São tremendamente práticos os requisitos para alguém se tornar bispo e exercer liderança sobre o povo. Se pararmos para pensar, são requisitos exigidos para qualquer homem comum, para qualquer cristão.

Agora, o interessante é meditar como, tão cedo na história do cristianismo, outro ideal de homem espiritual foi surgindo, talvez por alguma interpretação radical feita do próprio Paulo ou do próprio Cristo, ou de influência de outras correntes filosóficas, como o neoplatonismo.

O ideal monástico, do grande jejuador, pobre, celibatário (não faz sexo, não tem mulher, não tem filhos), que ora muito, come pouco, sem muitos amigos, silencioso, entre outras qualidades, por conjunturas históricas, tornou-se o padrão do episcopado medieval, e talvez do próprio cristianismo católico romano e, em menor medida, do ortodoxo (nesta igreja, somente o bispo é obrigado a ser celibatário; não os padres), diferindo completamente, no meu sentir, da descrição dos requisitos expostos por Paulo para aqueles que queriam ser líderes.

Tal bispo não é marido de uma só mulher, pois lhe foi imposto o celibato; ou seja, não sabe o que é dividir a vida com alguém, e talvez não haja instituição em que somos mais moldados em nosso caráter do que a instituição casamento. Não quero dizer com isso que não possa haver vocações extraordinárias, celibatárias; mas que não deveria ser o comum, o padrão; daí por isso, talvez, há, segundo parece, tanto adoecimento na sexualidade do clero romano. Logo, não será alguém que governa a sua própria casa, pois não foi nem nunca será um pai de família, ou seja, não teve uma experiência que se direcionou do micro (lar) para o macro (igreja); não teve oportunidade de criar filhos e ter o seu caráter forjado na melhor de todas as provas, que é o da convivência doméstica, ignorando completamente a constatação/indagação paulina de que, “se alguém não governa a sua própria casa bem, como governará a igreja de Deus?”

Também, provavelmente, não é alguém que tenha bom testemunho dos que estão de fora (nem mal), no sentido que quis dar Paulo, visto que, muito provavelmente, dedicou toda a sua vida à carreira eclesiástica; ou seja, não teve seu testemunho experimentado pelas provas do dia a dia, como ocorrem na vida da maioria dos cristãos (que acordam cedo, trabalham em uma vocação secular o dia todo, estudam, têm família, obrigações domésticas, etc). Talvez também, por isso, as prescrições romanas quanto à vida doméstica e social de seus fiéis e de toda a sociedade estejam sempre tão distantes da realidade, pois os que fazem tal legislação simplesmente vivem outra vida.

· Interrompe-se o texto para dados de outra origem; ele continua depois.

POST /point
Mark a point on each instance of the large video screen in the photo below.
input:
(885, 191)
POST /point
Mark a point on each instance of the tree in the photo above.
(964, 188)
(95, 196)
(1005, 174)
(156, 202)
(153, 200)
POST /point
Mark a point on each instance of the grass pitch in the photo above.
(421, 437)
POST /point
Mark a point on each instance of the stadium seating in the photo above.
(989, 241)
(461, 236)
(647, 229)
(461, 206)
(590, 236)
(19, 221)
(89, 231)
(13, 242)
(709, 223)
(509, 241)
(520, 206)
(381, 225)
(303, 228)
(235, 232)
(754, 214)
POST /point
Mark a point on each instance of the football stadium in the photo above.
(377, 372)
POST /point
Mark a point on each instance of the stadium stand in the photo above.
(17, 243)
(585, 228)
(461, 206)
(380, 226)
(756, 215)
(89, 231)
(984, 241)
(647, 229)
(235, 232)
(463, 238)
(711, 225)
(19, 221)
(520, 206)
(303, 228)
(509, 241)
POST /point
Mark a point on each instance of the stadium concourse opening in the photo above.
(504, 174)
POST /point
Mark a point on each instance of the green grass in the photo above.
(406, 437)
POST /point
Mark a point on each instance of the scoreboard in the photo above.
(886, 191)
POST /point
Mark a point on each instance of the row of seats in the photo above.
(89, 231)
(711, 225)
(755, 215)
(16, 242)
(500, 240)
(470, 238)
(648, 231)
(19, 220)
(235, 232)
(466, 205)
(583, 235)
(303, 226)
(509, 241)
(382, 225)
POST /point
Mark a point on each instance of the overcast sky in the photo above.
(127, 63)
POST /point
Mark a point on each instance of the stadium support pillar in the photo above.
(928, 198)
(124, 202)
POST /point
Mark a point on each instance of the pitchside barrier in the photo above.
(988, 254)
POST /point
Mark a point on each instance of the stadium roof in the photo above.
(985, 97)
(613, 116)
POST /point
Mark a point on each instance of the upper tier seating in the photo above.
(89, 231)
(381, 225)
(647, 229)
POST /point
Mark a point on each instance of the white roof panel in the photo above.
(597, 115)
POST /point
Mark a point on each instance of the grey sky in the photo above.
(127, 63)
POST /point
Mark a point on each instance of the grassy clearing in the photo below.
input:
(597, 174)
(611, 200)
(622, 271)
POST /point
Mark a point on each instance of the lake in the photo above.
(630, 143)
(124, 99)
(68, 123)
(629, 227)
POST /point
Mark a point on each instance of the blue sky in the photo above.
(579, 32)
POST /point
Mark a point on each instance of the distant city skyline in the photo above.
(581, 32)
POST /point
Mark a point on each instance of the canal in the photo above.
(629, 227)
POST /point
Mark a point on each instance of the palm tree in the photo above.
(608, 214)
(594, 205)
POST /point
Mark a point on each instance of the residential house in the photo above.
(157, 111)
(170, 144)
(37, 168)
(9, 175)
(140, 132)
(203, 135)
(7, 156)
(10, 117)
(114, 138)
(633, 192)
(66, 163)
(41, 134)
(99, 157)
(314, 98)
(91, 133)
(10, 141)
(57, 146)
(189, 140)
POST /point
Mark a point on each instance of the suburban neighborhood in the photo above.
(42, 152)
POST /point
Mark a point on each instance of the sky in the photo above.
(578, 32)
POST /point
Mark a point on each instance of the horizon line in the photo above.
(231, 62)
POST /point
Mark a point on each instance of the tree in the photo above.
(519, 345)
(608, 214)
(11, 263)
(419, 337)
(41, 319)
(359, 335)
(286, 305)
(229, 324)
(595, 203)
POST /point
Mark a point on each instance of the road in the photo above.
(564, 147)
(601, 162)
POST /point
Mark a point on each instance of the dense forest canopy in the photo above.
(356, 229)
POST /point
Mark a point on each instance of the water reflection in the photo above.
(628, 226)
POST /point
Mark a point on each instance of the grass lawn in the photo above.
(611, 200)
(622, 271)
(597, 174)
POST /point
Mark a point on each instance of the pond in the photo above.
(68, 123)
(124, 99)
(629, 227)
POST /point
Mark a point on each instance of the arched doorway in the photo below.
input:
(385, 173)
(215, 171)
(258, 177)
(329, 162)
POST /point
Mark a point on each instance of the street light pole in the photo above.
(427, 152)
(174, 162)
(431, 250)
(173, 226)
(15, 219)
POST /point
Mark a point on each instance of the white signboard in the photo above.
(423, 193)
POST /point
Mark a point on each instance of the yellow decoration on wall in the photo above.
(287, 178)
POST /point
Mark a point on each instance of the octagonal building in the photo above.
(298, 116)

Mas nem por isso o protestantismo talvez esteja sempre em melhores condições. Surgiu no nesta corrente do cristianismo uma tendência pietista, que é o da retirada dos melhores cristãos do mundo e de tudo o quanto é considerado secular, de modo que, somente passa a ser considerada uma atividade respeitável aquilo que for feito como dedicação explicita á igreja, ou seja, uma obra religiosa “strictu sensu”. A vida secular é vista ora como um entrave, um mal necessário, e não como o exercício de uma vocação divina no mundo (contrariando o que ensinaram com tanta veemência tanto Lutero quanto Calvino). Daí, criamos os nossos guetos cristãos, nossas músicas santas, nossos atores, atrizes e cantores “gospel”, entre outras coisas, fazendo com que o melhor reconhecimento para uma liderança cristã seja a do bom funcionário eclesiástico (sua espiritualidade é medida pela sua fidelidade nas obras religiosas), ou então aqueles que fazem algo explicitamente religioso. Além do que, o ideal pietista traz também a figura do super crente (uma reminiscência do ideal monástico?), ou seja, do grande homem de oração (e isso é aferido publicamente, já que, privadamente, tal coisa não é possível), do grande santo, capaz de grandes sacrifícios, do jejuador, por vezes, até jogando uma grande carga de culpa naqueles que não atingem nunca tal ideal. No pentecostalismo, o quadro se agravo, pois somado a isso, o candidato, de modo geral, tem que ter uma grande quantidade de dons carismáticos (em algumas igrejas, obreiros não são ordenados se não tiverem o dom de línguas, a glossalia).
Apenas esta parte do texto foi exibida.